7. Sticky Password — Good All-Around Password Manager for Firefox

7. Sticky Password — Good All-Around Password Manager for Firefox
Sticky Password provides secure password management for Firefox users for a decent price. It has all the standard password management features — 256-bit AES encryption, a secure password generator, and even biometric login options.

During my testing, Sticky Password’s Firefox extension was pretty reliable — I had a couple of issues, but for the most part Sticky Password was able to generate new logins, save them to my vault, and securely auto-fill them while I was browsing with Firefox.  

Sticky Password doesn’t have that many features — 1Password, Dashlane, and RoboForm all provide a lot more functionality. But Sticky Password does offer a local data storage option so you can keep your password vault in your local network if you want to. Sticky Password also comes with a dark web monitoring feature. While most password managers use a publicly accessible database for their dark web monitoring, Sticky Password actually outsources its monitoring to Crossword Cybersecurity, a company that specializes in keeping your online data safe.

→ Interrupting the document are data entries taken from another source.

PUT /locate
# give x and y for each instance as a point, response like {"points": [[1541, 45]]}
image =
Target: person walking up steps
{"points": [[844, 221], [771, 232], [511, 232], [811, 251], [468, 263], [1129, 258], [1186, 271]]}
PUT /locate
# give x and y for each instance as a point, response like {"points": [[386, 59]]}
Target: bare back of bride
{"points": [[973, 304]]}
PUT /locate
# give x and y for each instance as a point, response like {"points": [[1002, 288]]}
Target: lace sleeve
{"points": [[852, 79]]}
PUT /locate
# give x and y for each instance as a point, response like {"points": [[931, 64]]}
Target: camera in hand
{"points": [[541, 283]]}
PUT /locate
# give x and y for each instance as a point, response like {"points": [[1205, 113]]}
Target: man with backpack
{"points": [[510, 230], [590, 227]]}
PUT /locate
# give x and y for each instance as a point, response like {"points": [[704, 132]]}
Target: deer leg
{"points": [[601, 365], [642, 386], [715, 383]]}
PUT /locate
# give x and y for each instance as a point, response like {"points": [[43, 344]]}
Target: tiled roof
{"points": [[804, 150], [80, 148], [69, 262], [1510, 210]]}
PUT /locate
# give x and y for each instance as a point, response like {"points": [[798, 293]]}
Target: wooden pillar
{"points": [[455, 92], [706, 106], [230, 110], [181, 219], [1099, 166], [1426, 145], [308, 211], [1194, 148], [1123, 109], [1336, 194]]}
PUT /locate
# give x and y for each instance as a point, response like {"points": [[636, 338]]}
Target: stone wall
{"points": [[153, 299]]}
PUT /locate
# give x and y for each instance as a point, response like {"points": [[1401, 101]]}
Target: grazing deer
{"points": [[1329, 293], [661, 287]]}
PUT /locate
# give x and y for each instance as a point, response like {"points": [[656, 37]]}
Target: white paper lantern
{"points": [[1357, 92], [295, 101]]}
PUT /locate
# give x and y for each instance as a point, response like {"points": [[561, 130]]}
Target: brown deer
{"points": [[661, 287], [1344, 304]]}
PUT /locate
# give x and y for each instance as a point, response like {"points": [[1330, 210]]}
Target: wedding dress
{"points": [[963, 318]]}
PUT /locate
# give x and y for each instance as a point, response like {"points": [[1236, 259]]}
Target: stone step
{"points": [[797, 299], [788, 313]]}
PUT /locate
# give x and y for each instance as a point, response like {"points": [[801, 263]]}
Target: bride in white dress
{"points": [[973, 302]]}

Sticky Password’s free version offers unlimited password storage on a single device, as well as 2FA, secure notes storage, and a portable USB version (so you can take your passwords with you wherever you go). Sticky Password Premium adds syncing across unlimited devices, dark web monitoring, password sharing, and the option to opt for local data storage. Plus, Sticky Password donates a part of their profits to a manatee conservation fund! Sticky Password costs $29.99 / year, and there’s a 30-day trial of its premium plan included with its free plan.

Bottom Line:

Sticky Password is a simple but very functional password manager with a dependable Firefox app. It provides accurate auto-filling, a secure encrypted password vault, and even the opportunity to store your vault over your home network. Plus, a portion of Sticky Password’s profits go to the Save the Manatee Club — a non-profit dedicated to manatee conservation! There’s a 30-day money-back guarantee on Sticky Password’s paid plan.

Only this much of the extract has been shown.